Where Should Crypto Money Actually Go?

There is a version of the meme coin argument that sounds reasonable on the surface. Small-ticket speculation, community building, getting people interested in crypto through something playful, those are legitimate ideas. But the data from 2025 kills the feel-good framing. Losing money is not a gateway to better investing habits. For most people who put money into meme coins that year, the experience ended in a loss.

The smarter plays exist in the same space. Ethereum and Solana are the actual infrastructure layers where most meme coins get built, which means they capture value from the whole meme coin economy without requiring you to pick the right frog. An S&P 500 index fund might feel boring next to a coin with a $14 billion market cap peak, but it has a track record that PEPE does not and probably never will.

PEPE might have another moment. Musk might post a frog meme that sends it up 300% in a weekend. That scenario is not impossible. What it is, though, is entirely outside your control as a buyer. When the only catalyst is someone else's social media activity, you are not investing, you are waiting for a stranger to hand you a gift. Most of the time, they do not.

Frequently Asked Questions

Is PEPE coin a good investment in 2026?

PEPE coin carries extremely high risk. It is down 74% over the past year and trades at $0.0000053, with no team, no roadmap, and no utility. Its price depends almost entirely on social media attention from high-profile figures like Elon Musk. Most meme coins in this category failed in 2025.

How is PEPE coin similar to Dogecoin?

Both PEPE and Dogecoin were launched without serious intentions, have no fundamental utility, sit in the top 100 cryptos by market cap, and have fallen nearly 90% from their all-time highs. Elon Musk has publicly engaged with both coins, acting as a price catalyst in each case.

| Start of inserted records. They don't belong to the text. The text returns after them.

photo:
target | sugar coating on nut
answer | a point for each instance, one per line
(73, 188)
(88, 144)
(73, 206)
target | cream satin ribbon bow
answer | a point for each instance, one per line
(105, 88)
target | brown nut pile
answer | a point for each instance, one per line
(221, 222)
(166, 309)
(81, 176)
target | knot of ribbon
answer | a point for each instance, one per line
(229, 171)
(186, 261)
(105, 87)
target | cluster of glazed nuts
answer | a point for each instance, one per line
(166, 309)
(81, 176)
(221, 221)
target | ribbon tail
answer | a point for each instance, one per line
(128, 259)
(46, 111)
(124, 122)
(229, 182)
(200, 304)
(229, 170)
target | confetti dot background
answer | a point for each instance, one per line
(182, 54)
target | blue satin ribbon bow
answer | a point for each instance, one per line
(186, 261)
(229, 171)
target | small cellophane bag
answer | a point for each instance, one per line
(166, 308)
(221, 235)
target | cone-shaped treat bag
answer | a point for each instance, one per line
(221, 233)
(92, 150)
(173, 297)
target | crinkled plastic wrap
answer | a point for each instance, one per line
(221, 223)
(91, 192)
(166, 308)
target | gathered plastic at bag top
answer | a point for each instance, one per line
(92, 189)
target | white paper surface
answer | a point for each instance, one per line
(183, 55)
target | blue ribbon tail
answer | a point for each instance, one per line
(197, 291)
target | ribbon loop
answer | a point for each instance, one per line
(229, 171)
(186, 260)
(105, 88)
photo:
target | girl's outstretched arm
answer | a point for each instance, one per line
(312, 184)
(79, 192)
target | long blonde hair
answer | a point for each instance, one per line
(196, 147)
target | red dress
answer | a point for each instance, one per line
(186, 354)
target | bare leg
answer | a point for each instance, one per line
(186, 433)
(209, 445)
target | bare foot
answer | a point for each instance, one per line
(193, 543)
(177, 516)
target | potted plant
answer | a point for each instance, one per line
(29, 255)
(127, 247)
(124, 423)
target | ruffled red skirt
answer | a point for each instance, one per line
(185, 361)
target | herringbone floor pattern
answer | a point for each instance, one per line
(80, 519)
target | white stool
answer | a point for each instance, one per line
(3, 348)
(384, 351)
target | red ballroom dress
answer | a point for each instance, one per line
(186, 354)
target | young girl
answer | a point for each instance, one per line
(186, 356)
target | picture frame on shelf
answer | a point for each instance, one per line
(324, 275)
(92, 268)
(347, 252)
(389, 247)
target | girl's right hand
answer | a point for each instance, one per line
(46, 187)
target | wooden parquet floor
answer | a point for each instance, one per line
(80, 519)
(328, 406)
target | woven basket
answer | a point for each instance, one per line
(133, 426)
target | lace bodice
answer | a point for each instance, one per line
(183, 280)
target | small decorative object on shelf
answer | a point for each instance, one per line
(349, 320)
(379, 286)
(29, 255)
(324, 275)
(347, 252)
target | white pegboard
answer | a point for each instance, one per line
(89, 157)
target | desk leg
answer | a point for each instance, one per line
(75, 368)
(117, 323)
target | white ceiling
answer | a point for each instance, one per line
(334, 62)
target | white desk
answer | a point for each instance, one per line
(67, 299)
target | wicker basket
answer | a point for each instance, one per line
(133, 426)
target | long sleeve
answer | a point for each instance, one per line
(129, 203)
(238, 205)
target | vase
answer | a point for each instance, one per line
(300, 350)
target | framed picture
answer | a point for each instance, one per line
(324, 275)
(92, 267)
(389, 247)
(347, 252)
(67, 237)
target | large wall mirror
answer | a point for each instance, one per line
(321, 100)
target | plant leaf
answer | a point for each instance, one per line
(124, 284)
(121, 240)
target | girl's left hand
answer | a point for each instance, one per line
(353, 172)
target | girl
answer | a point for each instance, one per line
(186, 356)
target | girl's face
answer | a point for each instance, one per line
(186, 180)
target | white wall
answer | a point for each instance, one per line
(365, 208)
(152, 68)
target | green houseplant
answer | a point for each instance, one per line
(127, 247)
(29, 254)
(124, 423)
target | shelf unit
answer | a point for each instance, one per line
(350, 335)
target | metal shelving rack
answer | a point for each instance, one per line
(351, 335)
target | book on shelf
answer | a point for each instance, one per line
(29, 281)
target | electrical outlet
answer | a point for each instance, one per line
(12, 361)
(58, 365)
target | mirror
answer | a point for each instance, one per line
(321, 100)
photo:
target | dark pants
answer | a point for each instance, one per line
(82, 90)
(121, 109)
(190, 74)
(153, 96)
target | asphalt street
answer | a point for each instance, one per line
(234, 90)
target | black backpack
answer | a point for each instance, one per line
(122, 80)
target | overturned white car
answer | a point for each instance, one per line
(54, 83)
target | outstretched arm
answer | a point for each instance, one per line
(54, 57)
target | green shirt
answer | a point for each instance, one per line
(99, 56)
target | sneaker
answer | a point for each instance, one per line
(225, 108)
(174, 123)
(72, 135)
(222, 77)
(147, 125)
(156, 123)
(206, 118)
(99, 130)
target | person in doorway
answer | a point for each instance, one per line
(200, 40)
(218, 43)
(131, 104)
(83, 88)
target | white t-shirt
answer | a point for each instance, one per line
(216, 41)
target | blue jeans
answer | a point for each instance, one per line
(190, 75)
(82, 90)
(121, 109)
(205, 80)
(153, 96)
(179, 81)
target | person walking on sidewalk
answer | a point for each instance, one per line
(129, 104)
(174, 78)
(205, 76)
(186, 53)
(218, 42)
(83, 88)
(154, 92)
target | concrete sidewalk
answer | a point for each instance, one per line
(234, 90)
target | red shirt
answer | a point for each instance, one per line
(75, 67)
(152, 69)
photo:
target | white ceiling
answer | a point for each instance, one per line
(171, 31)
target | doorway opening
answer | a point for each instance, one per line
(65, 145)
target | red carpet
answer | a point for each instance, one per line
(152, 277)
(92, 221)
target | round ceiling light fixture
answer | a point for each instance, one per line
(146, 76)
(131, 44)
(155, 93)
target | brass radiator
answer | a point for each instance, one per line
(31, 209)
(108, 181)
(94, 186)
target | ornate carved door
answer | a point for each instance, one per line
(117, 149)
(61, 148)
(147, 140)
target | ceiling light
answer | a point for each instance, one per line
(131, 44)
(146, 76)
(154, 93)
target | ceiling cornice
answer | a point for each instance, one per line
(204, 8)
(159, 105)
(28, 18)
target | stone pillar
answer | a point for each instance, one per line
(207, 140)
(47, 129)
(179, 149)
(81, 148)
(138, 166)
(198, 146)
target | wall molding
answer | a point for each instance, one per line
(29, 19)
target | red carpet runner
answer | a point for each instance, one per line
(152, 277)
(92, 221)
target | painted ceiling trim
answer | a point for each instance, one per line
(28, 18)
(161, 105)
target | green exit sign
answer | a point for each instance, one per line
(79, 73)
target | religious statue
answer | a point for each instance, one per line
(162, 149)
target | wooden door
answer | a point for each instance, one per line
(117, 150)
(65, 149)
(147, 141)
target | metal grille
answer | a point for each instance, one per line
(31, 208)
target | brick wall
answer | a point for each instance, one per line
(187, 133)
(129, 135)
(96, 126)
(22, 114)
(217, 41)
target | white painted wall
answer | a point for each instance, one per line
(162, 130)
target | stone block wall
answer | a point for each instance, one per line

Why did Dogecoin succeed when most meme coins fail?

Dogecoin succeeded largely by accident. It found organic utility as a Reddit tipping currency and attracted a loyal community before the speculative frenzy arrived. Its creators never planned for a $14 billion market cap. That kind of accidental adoption is nearly impossible to engineer or replicate deliberately.

How many meme coins failed in 2025?

More than 11 million cryptocurrencies failed in 2025, with the majority being meme coins, according to CoinGecko research. That failure rate reflects how crowded and speculative the meme coin category has become, with most tokens never finding real users or lasting price support.